Correctional officers who didn’t submit vaccination or request exemptions began to be issued notices Thursday, telling them to comply within three days or be terminated. But those notices were retracted because the list hadn’t been updated to reflect the late rush of exemption requests, said William Sullivan, president of PBA Local 105, which represents officers in the state prisons.
“They’re telling me they’ll have the numbers on Monday or Tuesday,” Sullivan said. “They’re going to take tomorrow and the weekend, and then they’re going to hand out the notices on Monday.”
“It’s still on. They’re still going to get their notices. There’s nothing changed,” he said. “It’s just they get two extra days, three extra days to think about it.”
There had been about 250 notices issued at South Woods State Prison and 130 at the Adult Diagnostic and Treatment Center in Avenel, Sullivan said. He estimated that around 1,200 people got notices and said another 1,600 officers have filed for exemptions.
“Definitely 1,600 exemptions were filed as of yesterday,” Sullivan said Thursday. “I don’t know how many medical. I know it was like 1,600 religious. I don’t think the medical is going to be as many because we didn’t have a lot of people that had doctors that are willing to sign their name to exemptions.
“We had doctors tell officers, ‘We agree you have this heart condition or this or this, but I’m sorry I can’t give you an exemption,’” he said. “I guess they’re worried about the liability, you know? If I give you an exemption and you get COVID, then your family is going to sue me for giving it to you.”
Sullivan said it will be interesting to see how the Department of Corrections assesses requests for exemptions. He said he had been told the Essex and Monmouth county jails accepted all exemption requests.
“I mean, I don’t how you really prove somebody does or doesn’t have a devout religious belief,” Sullivan said.
Department of Corrections spokeswoman Liz Velez said there is presently a staff vaccination rate of around 42.8%, out of close to 7,300 civilian and uniformed staff.
The compliance deadline for the first or second dose of a two-part vaccine series or single-dose vaccine from Johnson & Johnson was Wednesday. March 30 is the deadline for a second dose or booster. People who aren’t yet eligible for a booster must get one within three weeks of becoming so.

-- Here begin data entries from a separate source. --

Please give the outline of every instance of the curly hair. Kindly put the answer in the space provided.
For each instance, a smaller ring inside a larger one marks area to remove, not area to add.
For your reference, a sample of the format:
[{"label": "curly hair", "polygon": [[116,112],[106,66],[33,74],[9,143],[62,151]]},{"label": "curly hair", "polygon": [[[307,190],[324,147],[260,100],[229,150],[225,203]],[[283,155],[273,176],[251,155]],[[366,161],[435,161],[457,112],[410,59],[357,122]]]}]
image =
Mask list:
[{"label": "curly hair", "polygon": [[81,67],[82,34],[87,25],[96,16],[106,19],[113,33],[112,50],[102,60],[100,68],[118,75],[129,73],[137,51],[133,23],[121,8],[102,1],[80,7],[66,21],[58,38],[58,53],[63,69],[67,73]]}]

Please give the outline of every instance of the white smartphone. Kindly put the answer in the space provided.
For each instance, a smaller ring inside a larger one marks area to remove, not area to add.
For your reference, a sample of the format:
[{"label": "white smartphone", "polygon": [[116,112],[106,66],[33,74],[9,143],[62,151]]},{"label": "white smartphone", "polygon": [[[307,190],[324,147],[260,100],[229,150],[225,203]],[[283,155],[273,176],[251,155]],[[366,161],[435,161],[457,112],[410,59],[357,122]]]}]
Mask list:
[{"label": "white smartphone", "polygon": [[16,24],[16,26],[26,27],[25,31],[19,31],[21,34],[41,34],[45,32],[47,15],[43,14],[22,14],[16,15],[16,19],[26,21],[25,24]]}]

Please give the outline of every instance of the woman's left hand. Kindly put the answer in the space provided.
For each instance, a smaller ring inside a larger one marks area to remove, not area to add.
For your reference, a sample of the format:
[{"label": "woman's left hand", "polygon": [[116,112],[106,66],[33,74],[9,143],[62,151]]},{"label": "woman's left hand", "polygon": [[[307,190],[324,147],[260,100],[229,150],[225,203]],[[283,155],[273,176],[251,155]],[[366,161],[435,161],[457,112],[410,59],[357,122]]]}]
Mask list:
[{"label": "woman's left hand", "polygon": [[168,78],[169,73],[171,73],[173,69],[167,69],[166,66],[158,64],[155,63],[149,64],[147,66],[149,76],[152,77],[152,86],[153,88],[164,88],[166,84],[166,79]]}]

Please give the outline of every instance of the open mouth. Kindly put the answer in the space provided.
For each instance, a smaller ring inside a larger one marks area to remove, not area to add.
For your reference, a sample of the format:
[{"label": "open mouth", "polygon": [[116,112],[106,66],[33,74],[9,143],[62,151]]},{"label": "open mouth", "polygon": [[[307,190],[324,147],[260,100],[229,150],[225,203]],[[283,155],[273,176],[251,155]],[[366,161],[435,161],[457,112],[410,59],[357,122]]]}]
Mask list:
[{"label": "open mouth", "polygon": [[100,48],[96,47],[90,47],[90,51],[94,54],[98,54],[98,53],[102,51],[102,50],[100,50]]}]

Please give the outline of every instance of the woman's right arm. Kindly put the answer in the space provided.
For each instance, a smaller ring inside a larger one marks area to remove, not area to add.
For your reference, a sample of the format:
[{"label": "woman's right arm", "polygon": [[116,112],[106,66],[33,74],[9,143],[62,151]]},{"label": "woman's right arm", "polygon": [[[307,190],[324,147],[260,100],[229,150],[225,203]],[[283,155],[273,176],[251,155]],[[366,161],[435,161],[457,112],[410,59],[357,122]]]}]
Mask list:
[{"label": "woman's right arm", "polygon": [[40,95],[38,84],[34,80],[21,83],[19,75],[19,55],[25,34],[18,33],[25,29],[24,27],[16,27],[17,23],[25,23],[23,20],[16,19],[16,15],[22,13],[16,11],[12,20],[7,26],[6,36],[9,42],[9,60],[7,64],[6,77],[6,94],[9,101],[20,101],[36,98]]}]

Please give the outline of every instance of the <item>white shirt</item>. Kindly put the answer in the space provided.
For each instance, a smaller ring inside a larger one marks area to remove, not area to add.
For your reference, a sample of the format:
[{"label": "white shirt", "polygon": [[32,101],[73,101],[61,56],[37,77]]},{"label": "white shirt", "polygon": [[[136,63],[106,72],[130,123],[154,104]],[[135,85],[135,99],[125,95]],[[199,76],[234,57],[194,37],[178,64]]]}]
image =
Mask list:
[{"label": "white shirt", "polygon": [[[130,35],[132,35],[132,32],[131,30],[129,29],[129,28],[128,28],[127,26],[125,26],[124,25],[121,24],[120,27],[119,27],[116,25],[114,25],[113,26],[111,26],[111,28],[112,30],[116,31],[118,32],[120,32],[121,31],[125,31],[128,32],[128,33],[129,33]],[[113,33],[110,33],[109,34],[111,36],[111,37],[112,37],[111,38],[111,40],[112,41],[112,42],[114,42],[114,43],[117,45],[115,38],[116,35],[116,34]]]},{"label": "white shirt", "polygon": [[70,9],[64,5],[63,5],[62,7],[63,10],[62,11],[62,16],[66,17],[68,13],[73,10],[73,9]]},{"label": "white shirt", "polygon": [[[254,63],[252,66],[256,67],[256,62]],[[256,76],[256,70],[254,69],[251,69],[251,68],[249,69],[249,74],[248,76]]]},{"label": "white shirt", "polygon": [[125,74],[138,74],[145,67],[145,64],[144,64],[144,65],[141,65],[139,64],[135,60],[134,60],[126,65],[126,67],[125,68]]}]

Sullivan said there isn’t a cap on how long it will take to review appeals. People who are denied can appeal – first to the DOC’s ethics department, then if needed to the Civil Service Commission.
“The whole time you’re going through the appeal process, because we have due process contractual rights, they can’t put you out of pay status when you have pending appeals,” he said. “So, there’s going to be some period of time for anybody who filed an exemption to continue to work, unless they expedite the hearings.”
Employees who aren’t vaccinated within three days of getting a noncompliance letter and who don’t have an approved exemption will be suspended without pay, pending the completion of termination proceedings.
But, it will be a while until the prison system would have to make adjustments to any reduction in staffing levels.
“DOC leadership is constantly reviewing staffing plans to ensure the safety and security of its facilities and is poised to implement strategies to maintain the integrity of its operations including consolidation of units/facilities as needed and/or securing additional resources with the support of the Governor’s Office,” Velez said.